Classical Machine Learning
Regression, trees, SVM, clustering — how algorithms think
Prerequisites
- math-intuition
Before deep learning took over the headlines, "regular" machine learning was already doing amazing things. Credit card fraud detection, email spam filters, product recommendations — all built with algorithms that are, honestly, pretty intuitive once you see them. These aren't relics of the past either. For lots of real-world problems, a well-tuned decision tree still beats a billion-parameter neural network.
The trick is knowing which tool to reach for. Neural networks are like power tools — incredibly capable, but sometimes you just need a screwdriver. Classical ML gives you a whole toolbox of screwdrivers, each designed for a different kind of problem. And the best part? You can usually understand why these algorithms made a particular decision, which matters a lot when you're explaining to your boss why the model rejected someone's loan application.
In this lesson, we'll walk through four algorithms that every ML practitioner should know. You'll see how each one "thinks" — literally, with visual decision boundaries — and start building intuition for when to use which.
Teaching machines to decide
Machine learning problems generally fall into two big buckets. Classification is about sorting things into groups: is this email spam or not? Is this tumor benign or malignant? Will this customer churn? Regression is about predicting a number: what will this house sell for? How many units will we sell next quarter? What's the temperature going to be tomorrow?
There's also a third category called clustering, which is a bit different because you don't have labels to learn from. Instead of "here are examples with the right answers, learn the pattern," it's "here's a bunch of data, find the natural groups." Customer segmentation is a classic example: you don't know ahead of time how many customer types you have, you want the algorithm to discover them.
The ML pipeline
The pipeline is the same regardless of which algorithm you pick: feed in data, let the algorithm learn a pattern, then use the trained model to make predictions on new data it hasn't seen before. The algorithms differ in how they find patterns — some draw lines, some build trees, some memorize examples. Each approach has trade-offs, and picking the right one is half the skill of being an ML practitioner.
Four algorithms you should know
Let's look at four fundamental algorithms. They're not just historically important — they're still used in production systems everywhere. Each one approaches the problem of "learning from data" in a completely different way.
Linear Regression / Classification
The simplest idea: draw the best line. For regression, you're fitting a line through data points to predict continuous values (like house prices). For classification, you're drawing a line that separates two classes.
Linear models are fast to train, easy to interpret, and surprisingly effective. They're the first thing data scientists try because they set a strong baseline. The catch? They assume the relationship is linear — if the real pattern is a curve, a straight line won't capture it.
Now try it yourself
Below is an interactive visualizer with 30 data points from two classes. Toggle between the four algorithms to see how each one draws its decision boundary differently. For KNN, click anywhere on the plot to place a new point and watch the algorithm classify it by majority vote. For K-Means, try adjusting the number of clusters to see how the same data gets partitioned in different ways.
Algorithm Visualizer
Draws the best straight line to separate the two classes. Simple, fast, and easy to interpret.
Key insight: A linear classifier draws one straight line. It works great when data is cleanly separable, but fails on complex patterns. Still used everywhere because it is fast and interpretable.
Key Takeaways
- Classification sorts things into groups (spam/not-spam), regression predicts numbers (house price), and clustering finds natural groupings without labels.
- Linear models draw a straight line to separate classes or predict values. They are fast, interpretable, and a great baseline, but they cannot capture non-linear patterns.

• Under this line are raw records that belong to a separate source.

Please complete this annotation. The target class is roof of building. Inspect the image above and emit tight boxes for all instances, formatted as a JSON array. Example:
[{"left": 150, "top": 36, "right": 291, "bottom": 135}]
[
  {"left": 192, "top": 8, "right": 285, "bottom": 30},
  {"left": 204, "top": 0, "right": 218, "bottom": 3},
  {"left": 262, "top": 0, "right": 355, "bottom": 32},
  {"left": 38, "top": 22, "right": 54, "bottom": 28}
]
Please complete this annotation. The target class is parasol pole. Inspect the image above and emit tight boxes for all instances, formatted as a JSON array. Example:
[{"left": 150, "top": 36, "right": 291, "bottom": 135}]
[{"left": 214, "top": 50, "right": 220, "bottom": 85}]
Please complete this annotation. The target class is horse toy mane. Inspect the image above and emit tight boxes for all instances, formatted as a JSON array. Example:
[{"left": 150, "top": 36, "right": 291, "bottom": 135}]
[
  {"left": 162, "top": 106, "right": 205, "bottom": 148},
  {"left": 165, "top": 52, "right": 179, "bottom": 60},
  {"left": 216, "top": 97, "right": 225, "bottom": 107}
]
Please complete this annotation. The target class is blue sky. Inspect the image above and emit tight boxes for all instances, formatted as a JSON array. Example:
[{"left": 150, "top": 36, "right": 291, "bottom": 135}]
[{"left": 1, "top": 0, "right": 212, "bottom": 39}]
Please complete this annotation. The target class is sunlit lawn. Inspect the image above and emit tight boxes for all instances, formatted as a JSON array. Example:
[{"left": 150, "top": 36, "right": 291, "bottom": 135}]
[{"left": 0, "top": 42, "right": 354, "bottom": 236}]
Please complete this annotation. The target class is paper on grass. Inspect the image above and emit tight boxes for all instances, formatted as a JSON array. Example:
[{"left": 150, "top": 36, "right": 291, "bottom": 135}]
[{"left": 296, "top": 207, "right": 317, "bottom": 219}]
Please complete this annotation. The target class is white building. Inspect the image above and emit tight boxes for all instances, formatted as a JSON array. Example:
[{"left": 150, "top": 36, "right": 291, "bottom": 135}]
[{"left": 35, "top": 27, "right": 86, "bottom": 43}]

- Decision trees ask a series of yes/no questions to make predictions. They are easy to interpret and explain, but a single tree tends to overfit. Random forests fix this by averaging many trees together.
- K-Nearest Neighbors stores all training data and classifies new points by majority vote among the K closest examples. No training step, but prediction gets slow on large datasets.
- K-Means clustering is unsupervised: it discovers groups in data without labels by iteratively assigning points to the nearest centroid and updating centroids.
Common Misconceptions
- "Classical ML is outdated now that we have deep learning." -- Not at all. For tabular/structured data (spreadsheets, databases), gradient-boosted trees (XGBoost, LightGBM) still outperform neural networks most of the time. Deep learning shines on images, text, and audio, but classical ML dominates structured data.
- "More complex models always give better results." -- A complex model on a small dataset will memorize noise instead of learning patterns. A simple linear model with 100 training examples will usually beat a deep neural network. The best model depends on your data size, data type, and interpretability needs.
- "You always need labeled data to do machine learning." -- Clustering algorithms like K-Means are unsupervised: they find patterns without any labels at all. There is a whole spectrum from supervised (labeled data) to unsupervised (no labels) to semi-supervised (some labels).